IN HONOR OF NATIONAL WOMEN'S HISTORY MONTH, ASHP is celebrating women pharmacy leaders who have taken non-traditional career paths and blazed their own trails in the profession. In this article, the second in a series of three, we feature Jeanne Ezell, DPh, MS, FASHP, who spent 27 years as the director of pharmacy, and five years as director of pharmacy emeritus, at Blount Memorial Hospital in Maryville, Tenn., before retiring last year.
Dr. Ezell said a turning point in her career came early on, when she attended an ASHP regional meeting in Kentucky. At the time, she had a few years of experience as a pharmacist at an Army hospital in Wurzburg, West Germany (when her husband was in the Army) and at East Tennessee Baptist Hospital in Knoxville.

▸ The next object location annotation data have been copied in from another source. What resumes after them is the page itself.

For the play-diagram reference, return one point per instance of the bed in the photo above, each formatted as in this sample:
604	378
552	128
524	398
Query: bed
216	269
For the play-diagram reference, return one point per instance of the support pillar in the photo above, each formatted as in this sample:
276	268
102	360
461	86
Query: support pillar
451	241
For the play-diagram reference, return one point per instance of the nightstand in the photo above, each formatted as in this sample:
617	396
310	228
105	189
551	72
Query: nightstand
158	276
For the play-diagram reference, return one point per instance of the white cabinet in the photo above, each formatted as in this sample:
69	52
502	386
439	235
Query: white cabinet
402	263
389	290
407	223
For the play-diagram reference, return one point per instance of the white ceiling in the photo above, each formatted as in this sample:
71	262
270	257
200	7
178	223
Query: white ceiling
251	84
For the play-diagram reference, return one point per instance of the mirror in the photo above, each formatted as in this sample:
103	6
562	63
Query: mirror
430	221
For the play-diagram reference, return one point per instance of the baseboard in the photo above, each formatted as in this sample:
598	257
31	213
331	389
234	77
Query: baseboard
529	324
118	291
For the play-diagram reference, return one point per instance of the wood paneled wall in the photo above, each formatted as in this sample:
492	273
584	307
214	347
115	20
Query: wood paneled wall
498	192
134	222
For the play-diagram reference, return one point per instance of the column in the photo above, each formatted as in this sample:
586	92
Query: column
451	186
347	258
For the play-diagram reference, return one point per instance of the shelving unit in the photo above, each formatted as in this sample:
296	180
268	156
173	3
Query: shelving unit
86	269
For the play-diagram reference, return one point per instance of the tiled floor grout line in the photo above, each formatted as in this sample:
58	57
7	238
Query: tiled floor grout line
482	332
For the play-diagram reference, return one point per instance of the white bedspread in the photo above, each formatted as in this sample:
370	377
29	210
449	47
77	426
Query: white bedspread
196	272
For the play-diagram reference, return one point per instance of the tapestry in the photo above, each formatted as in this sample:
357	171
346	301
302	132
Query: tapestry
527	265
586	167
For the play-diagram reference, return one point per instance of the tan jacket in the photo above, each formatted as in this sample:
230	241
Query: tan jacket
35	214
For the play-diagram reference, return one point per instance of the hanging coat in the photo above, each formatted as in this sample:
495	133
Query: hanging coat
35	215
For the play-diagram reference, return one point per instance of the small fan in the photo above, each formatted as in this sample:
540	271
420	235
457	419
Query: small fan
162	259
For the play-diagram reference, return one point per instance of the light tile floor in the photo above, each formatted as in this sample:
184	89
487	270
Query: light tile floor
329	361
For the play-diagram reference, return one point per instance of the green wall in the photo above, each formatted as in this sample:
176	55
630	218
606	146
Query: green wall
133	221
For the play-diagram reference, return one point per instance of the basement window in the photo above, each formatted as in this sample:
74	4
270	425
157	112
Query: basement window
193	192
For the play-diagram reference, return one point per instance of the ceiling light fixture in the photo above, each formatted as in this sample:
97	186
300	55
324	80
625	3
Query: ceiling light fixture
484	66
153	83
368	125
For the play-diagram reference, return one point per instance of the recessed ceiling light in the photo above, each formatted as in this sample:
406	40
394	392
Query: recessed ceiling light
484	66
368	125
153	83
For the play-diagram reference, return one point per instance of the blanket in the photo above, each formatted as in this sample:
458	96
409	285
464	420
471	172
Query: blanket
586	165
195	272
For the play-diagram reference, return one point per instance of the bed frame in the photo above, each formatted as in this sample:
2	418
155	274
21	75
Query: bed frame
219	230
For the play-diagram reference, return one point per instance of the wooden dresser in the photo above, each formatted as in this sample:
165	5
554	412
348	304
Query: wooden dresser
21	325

"After I'd been working there a few years, I could see the potential for a greater impact on patient care with more clinical services."

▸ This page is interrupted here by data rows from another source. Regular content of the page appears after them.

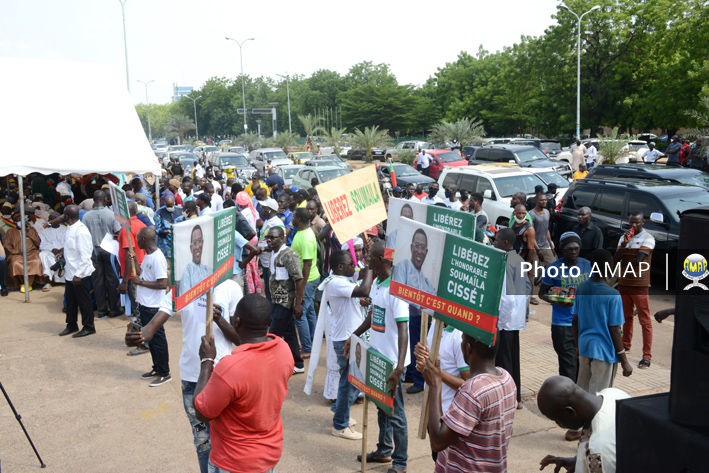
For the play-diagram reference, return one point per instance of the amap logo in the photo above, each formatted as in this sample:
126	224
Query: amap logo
695	268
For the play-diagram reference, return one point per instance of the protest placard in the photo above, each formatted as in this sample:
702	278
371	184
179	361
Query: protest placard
202	255
451	221
120	205
369	372
461	282
353	202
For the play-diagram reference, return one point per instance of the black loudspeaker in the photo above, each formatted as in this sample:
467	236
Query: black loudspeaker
647	441
689	388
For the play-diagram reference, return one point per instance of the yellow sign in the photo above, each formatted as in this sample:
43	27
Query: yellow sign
353	202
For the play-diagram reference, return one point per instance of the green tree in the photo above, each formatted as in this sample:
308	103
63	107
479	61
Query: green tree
370	138
179	124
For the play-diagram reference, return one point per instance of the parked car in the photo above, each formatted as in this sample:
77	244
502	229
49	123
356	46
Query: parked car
361	153
444	158
524	156
406	174
496	184
611	202
259	158
288	172
300	157
652	172
413	146
303	177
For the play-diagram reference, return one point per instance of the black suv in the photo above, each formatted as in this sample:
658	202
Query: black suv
523	156
611	202
673	174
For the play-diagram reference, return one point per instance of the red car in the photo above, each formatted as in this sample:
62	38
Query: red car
444	158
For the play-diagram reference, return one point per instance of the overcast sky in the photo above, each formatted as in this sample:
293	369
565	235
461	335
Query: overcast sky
183	40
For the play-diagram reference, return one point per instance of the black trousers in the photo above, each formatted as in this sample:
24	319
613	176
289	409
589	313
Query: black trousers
565	348
79	298
158	344
105	281
283	325
508	356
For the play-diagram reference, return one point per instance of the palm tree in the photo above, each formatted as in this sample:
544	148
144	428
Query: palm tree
285	139
370	138
334	138
179	123
465	130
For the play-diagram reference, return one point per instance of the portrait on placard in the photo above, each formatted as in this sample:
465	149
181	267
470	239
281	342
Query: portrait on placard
193	252
411	209
417	256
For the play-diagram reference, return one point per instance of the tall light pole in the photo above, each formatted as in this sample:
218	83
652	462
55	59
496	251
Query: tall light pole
194	101
125	42
578	69
241	60
147	105
290	128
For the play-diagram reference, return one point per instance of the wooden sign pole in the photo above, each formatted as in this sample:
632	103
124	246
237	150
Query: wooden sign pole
437	333
364	435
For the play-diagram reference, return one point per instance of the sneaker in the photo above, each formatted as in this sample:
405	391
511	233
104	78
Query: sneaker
149	375
347	433
160	380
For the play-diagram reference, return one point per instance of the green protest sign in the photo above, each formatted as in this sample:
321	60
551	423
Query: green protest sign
120	205
463	285
369	372
202	255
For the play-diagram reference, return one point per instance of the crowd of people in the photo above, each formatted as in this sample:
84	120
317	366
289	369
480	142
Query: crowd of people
295	283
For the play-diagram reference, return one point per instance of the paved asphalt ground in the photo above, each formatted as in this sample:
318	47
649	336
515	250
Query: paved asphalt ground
86	409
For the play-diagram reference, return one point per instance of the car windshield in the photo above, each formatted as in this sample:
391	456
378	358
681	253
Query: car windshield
449	157
507	186
682	202
235	160
404	170
700	179
550	146
530	155
276	155
553	176
331	174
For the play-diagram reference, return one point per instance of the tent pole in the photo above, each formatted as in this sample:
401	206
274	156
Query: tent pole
24	238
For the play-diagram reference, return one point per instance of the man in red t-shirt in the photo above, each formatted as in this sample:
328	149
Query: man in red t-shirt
242	396
135	225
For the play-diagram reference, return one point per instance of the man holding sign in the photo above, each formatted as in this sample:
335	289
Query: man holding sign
390	336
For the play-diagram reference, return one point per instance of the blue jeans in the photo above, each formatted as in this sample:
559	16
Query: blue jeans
346	392
394	428
216	469
306	324
200	430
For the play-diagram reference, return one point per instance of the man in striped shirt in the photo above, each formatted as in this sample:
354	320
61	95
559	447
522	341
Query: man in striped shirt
473	435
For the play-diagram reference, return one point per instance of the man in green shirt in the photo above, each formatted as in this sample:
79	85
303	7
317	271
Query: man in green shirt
306	245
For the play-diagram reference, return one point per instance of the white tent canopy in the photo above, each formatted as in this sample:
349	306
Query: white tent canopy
69	117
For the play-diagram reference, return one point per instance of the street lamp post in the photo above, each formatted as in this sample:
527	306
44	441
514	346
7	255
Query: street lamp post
125	42
241	60
147	105
290	128
194	102
578	68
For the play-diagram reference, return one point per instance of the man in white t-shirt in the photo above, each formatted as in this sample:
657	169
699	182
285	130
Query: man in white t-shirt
226	296
389	322
151	282
343	298
564	402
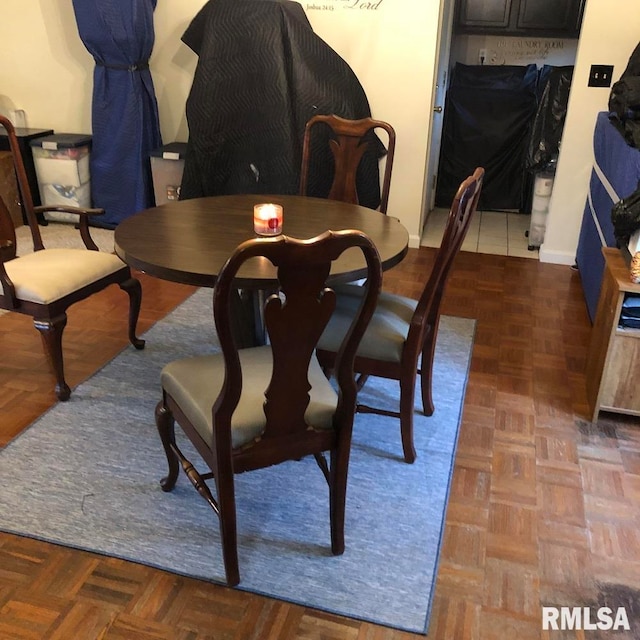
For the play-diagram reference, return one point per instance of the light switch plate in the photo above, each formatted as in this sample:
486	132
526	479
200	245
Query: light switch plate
600	75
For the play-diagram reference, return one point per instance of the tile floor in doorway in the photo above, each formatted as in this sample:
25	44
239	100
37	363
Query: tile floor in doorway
495	232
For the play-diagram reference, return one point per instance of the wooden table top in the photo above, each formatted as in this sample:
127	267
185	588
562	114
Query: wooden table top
189	241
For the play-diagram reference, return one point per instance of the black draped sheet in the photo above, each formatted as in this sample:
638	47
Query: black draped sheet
262	73
487	120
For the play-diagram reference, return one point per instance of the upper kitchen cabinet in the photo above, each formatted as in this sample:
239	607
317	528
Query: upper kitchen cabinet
538	18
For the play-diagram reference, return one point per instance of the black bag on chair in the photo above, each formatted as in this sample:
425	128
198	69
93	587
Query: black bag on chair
624	101
625	216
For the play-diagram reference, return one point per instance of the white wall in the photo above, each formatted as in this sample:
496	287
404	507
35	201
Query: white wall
610	32
390	44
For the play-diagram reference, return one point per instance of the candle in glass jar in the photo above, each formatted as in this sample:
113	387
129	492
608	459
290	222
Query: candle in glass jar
267	219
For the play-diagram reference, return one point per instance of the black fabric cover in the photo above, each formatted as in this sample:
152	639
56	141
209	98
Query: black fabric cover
261	74
488	114
548	123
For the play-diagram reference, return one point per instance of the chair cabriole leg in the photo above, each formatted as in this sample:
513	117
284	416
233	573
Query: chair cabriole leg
51	330
166	428
134	289
407	395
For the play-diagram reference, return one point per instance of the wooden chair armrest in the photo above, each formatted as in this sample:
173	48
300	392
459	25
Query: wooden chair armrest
83	221
8	290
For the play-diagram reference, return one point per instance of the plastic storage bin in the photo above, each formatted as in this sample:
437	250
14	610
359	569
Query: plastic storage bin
62	168
542	188
167	165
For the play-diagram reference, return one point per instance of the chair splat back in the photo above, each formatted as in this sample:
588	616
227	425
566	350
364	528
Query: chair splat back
348	141
295	318
427	313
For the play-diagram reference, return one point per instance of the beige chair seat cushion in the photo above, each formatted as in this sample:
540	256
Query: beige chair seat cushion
50	274
195	383
386	334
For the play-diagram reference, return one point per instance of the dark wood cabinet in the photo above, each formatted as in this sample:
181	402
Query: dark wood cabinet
538	18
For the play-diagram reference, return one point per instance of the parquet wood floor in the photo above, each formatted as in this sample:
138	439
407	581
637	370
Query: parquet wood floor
544	506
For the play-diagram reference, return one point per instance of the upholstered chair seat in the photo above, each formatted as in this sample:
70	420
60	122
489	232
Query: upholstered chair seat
51	274
195	383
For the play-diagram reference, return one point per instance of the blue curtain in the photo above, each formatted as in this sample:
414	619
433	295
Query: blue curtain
119	35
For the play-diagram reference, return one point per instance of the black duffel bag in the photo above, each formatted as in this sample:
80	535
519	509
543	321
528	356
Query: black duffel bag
625	216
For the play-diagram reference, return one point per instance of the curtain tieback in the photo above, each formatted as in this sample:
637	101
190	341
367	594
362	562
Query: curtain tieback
138	66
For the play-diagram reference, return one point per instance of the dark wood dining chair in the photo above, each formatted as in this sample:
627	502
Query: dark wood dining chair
400	340
44	283
246	409
348	141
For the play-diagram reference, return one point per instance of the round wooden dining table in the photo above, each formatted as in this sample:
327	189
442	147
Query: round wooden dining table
189	241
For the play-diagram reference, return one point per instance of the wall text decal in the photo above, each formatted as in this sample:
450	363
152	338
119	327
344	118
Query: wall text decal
332	5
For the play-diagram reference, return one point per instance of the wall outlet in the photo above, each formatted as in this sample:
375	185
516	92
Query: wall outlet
600	75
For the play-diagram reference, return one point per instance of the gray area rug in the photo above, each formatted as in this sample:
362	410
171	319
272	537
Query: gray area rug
86	474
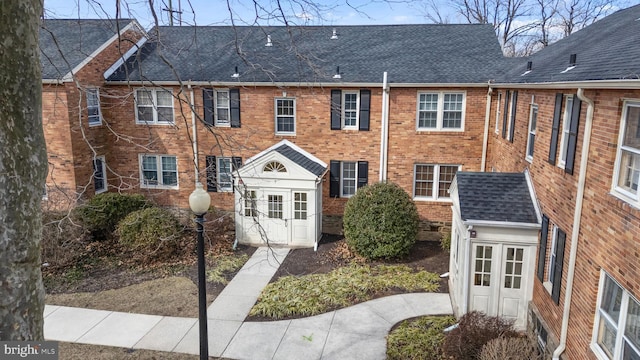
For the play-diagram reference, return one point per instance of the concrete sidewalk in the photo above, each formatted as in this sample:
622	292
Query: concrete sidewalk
357	332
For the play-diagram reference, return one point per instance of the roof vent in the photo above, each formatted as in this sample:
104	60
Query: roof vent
337	75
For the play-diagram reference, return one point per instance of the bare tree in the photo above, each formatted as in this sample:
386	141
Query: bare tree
23	166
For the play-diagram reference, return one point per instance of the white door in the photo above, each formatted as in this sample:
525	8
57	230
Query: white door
483	279
275	216
511	302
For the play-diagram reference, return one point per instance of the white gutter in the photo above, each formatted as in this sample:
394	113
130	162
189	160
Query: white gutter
593	84
485	139
296	84
575	232
384	130
195	134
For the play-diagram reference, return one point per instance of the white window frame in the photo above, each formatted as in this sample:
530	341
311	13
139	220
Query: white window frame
602	318
619	191
104	174
441	110
220	160
97	117
278	116
436	183
566	128
343	109
159	172
217	107
343	178
531	133
154	105
498	112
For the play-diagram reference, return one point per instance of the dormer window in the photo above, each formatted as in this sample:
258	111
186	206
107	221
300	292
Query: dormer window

At an ASHP regional meeting,Dr. Ezell discussed with others her thoughts about moving into pharmacy management. They turned her on to a two-year pharmacy administrative residency and Master's in Hospital Pharmacy being offered then by a few medical centers. The Ezells then had a young child at home but, with no residency programs nearby, the couple decided to move west so Dr. Ezell could pursue the program at the University of Kansas.
"I could probably have stayed where I was and maybe eventually been able to move into a management position," she said. "But I really felt I needed more training to enhance my leadership and skill sets for management to do it well."
Pharmacy Leadership and Management
The second year of the program turned into a juggling act for Dr. Ezell. She was pregnant with her second child and recruited to become director of pharmacy and the pharmacy residency program at Western Missouri Mental Health Center. She started the new job a few hours a week while completing the residency, then full-time while finding time to work on defending her thesis. With her husband's support, she said, everything worked out.
A few years later, the Ezells returned to Tennessee to be closer to family. Dr. Ezell became director of pharmacy for Blount Memorial, a 250-bed nonprofit hospital.
"I think what drew me to Blount was the community hospital setting, the option of offering all kinds of pharmacy services," she said. "They had some good folks working there, but some of them were kind of frustrated, because they knew there was many unmet needs but they didn't have the leadership to get it done. Our first major changes were expansion to full IV admixtures and technician order entry, then addition of pharmacy robot to set the stage for barcode medication administration."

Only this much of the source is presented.